Lo tengo claro. Idealizamos el pasado, Sergio. Nos enamoramos de nuestros recuerdos, no del otro. De esos dos jóvenes que ya no existen.
Se recostó en el respaldo de la silla y exhaló, un suspiro extraño, a la vez aliviado y decepcionado.
Como siempre, eres más sabia dijo él. Vine aquí sin saber qué buscar, tal vez con la esperanza de un milagro, de volver a vernos y que el tiempo retrocediera.
El tiempo no retrocede replicó ella con una sonrisa suave. Sólo está. Lo tuvimos y fue maravilloso. Ahora es otro.
Salieron del café juntos. Él la acompañó hasta el coche.
Gracias dijo él. Por venir y por la honestidad.
Gracias a ti contestó ella. Por buscar. Necesitaba saberlo.
Él asintió, luego, dudando, extendió la mano. Ella la estrechó, cálida, firme, real, y la soltó.
Condujo de regreso a casa, observando las calles por las que alguna vez corrió joven y despistada. Nada había cambiado del todo, y todo había cambiado. No sintió tristeza ni vacío, sino una ligera, limpia quietud interior, como la de una habitación después de una larga charla, con todo dicho y el alma ligera.
En casa, su marido ve el fútbol. Al verla, baja el volumen.
¿Qué tal? preguntó sin reproches, sin celos, con simple interés.
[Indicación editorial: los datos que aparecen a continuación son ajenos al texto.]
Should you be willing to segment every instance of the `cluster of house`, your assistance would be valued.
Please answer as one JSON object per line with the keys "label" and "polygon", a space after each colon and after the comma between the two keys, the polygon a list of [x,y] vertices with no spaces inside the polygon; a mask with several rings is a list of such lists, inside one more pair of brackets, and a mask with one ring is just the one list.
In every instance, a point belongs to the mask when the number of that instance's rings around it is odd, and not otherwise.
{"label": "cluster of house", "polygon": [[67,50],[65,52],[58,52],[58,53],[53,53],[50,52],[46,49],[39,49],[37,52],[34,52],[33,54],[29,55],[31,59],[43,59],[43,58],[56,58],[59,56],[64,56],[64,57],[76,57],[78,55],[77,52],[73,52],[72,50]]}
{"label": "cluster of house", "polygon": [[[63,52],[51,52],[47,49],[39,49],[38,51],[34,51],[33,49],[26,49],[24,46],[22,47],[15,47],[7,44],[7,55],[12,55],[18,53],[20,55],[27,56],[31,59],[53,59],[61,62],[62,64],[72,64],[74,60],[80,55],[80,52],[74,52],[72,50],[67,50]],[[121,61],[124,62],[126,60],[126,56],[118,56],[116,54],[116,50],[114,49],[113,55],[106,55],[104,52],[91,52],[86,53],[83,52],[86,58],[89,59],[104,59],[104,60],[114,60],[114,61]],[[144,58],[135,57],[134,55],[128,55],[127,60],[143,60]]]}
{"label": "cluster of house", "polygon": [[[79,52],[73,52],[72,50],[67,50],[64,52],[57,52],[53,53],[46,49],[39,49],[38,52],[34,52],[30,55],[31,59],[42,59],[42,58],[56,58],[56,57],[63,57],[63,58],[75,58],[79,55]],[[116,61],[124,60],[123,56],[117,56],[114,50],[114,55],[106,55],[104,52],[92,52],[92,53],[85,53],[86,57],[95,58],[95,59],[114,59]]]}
Ella le había contado la noche anterior que se encontraría con un antiguo compañero de estudios.
Todo bien respondió ella. Conversamos.
¿Qué tal él? inquirió, con la mirada serena.
Bueno, asintió, pero es un desconocido.
Se dirigió a la cocina a poner la tetera. Su vista cayó sobre un jarrón de lirios que su marido había traído esa mañana del patio. Los racimos morados, perfumados, la tocó con delicadeza, sintiendo la frescura de los pétalos.
Él entró detrás, la abrazó por detrás y apoyó su mentón sobre su cabeza.
Te quiero dijo, como quien anuncia que mañana lloverá.
Yo lo sé respondió ella, cerrando los ojos. Yo también.
Comprendió entonces que el reloj del recibidor se había detenido no para devolverle el pasado, sino para afianzarlo en el presente, para mostrarle que todo lo vivido era necesario y que lo que quedaba ahora era el único lugar correcto en el universo.
Ya no escuchó más el tictac, pero sabía que, de ahora en adelante, latiría con precisión.